On 7/28/2010 1:13 AM, Mikael Abrahamsson wrote:
> On Tue, 27 Jul 2010, Danny Mayer wrote:
> 
>> Because the overhead cost is huge compared to the benefit and you are
>> adding a major increase in latency and probably jitter as a result.
>> Small and nimble is much better.
> 
> Is this a knee-jerk response or has this actually been investigated with
> a 50+ year lifecycle of the protocol in mind? CPUs have gained
> AES-cryptography in hardware as of the past few years, the major reasons
> (that it's quite an addition to the workload) for not doing it is going
> away.
> 

No, I've been there before. It's not a problem of adding a provision for
such things, provided you make the provisioning flexible enough and make
sure that the client can safely ignore whatever it doesn't understand.
That won't work for encypted packets since it cannot get to the
timestamp. That in turns requires that in order to accept encrypted
packets you have to require all nodes using them understand the same
encryption algorithm AND you need to provide them with keys to decrypt
them which is also a provisioning problem. What happens if you want to
change keys? Change algorithms?


> At least provide extensibility in the protocol so that this can be added
> later, especially with the challenges you mention in mind.
> 
>> See above.
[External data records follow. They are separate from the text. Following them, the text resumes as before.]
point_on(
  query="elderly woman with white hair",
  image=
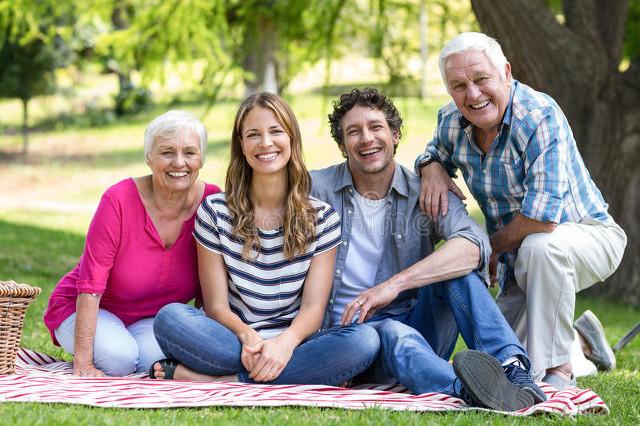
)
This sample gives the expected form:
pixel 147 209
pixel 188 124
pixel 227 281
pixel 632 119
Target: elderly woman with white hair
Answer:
pixel 139 256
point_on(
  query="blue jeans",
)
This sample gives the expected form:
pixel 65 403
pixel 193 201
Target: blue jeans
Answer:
pixel 416 346
pixel 328 357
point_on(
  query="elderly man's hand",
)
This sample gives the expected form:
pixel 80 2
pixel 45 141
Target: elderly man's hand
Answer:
pixel 368 302
pixel 86 370
pixel 493 269
pixel 435 184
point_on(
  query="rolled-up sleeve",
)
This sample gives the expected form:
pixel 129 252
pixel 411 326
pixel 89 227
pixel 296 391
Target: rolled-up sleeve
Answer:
pixel 458 224
pixel 546 179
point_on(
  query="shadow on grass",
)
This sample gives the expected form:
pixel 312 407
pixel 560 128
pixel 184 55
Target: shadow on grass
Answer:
pixel 104 160
pixel 37 255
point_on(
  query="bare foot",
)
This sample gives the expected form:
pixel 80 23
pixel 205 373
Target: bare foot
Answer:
pixel 185 373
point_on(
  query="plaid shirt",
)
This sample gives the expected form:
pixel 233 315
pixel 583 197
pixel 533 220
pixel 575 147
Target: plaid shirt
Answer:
pixel 533 167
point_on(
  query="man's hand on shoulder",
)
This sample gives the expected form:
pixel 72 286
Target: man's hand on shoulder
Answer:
pixel 369 302
pixel 435 184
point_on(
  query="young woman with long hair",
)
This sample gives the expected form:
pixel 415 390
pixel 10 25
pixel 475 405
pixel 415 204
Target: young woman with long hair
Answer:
pixel 266 256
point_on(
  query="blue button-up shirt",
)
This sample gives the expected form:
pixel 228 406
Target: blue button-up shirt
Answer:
pixel 410 235
pixel 533 166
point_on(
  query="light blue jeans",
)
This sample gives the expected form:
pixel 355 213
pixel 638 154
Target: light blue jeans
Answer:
pixel 328 357
pixel 117 350
pixel 416 346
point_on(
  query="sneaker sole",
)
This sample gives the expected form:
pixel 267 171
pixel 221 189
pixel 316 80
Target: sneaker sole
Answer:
pixel 483 377
pixel 590 328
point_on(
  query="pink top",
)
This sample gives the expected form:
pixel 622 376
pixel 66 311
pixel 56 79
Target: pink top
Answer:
pixel 126 261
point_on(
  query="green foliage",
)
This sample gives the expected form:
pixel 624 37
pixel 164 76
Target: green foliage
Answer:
pixel 39 246
pixel 27 69
pixel 632 38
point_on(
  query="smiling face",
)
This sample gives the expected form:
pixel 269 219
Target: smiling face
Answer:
pixel 175 162
pixel 265 143
pixel 479 90
pixel 368 141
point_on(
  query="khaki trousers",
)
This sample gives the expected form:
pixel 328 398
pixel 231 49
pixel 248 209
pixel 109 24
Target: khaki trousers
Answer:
pixel 549 270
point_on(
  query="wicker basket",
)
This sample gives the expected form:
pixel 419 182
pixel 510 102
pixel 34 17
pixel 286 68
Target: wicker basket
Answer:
pixel 14 301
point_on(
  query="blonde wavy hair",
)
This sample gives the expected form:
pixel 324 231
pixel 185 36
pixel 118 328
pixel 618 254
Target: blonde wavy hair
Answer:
pixel 299 218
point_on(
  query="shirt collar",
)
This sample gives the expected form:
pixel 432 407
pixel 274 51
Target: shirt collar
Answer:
pixel 399 183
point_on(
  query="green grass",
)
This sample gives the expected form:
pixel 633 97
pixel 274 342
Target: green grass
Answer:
pixel 45 208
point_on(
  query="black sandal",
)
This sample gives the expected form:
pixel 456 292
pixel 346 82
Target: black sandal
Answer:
pixel 168 365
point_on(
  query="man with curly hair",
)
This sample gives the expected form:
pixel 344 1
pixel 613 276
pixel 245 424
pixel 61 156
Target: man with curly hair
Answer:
pixel 390 274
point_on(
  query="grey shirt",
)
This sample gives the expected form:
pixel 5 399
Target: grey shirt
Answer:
pixel 410 235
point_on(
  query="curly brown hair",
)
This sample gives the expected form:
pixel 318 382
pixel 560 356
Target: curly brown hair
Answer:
pixel 368 97
pixel 299 218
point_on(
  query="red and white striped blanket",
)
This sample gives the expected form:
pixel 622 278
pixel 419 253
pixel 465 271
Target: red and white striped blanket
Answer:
pixel 41 378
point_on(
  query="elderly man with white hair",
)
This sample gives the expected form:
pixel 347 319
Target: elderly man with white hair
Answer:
pixel 550 232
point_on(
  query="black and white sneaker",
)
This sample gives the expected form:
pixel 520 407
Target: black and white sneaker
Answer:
pixel 486 385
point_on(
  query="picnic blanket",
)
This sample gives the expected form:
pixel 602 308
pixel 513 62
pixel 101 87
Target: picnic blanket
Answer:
pixel 41 378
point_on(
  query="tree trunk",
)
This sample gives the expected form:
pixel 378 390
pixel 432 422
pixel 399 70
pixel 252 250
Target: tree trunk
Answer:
pixel 120 21
pixel 577 64
pixel 260 60
pixel 25 126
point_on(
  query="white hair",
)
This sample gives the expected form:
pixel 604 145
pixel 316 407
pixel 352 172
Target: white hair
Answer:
pixel 474 41
pixel 173 124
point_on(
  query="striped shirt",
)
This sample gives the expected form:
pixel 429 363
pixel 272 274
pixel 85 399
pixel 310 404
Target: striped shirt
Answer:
pixel 532 168
pixel 264 292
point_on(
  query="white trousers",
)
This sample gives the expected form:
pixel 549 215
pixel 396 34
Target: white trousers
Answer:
pixel 117 350
pixel 549 270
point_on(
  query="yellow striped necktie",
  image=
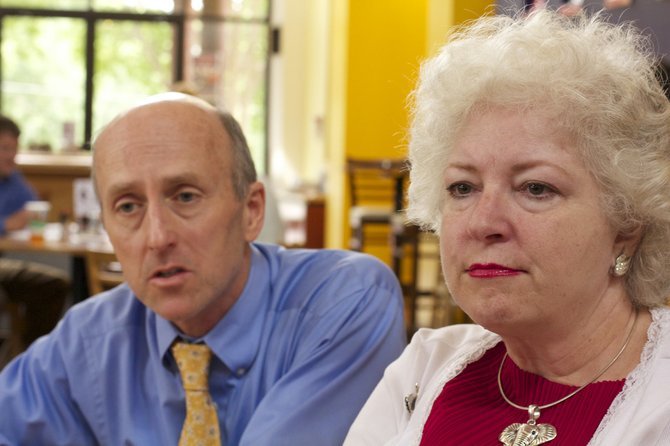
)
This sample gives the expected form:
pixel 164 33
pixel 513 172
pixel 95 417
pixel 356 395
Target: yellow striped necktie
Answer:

Also no discussions have been held on how you authenticate
>> a server (or for that matter a client if that even has value) so that
>> it does not depend on the clocks of each node in the network.
> 
> Then those discussions perhaps should be had.
> 
> If time and frequency is important then it's important enough for it to
> be properly authenticated, and if authentication/signing is implemented,
> then you've done most of the framework for encryption as well.

The framework is one thing but decryption is something else again.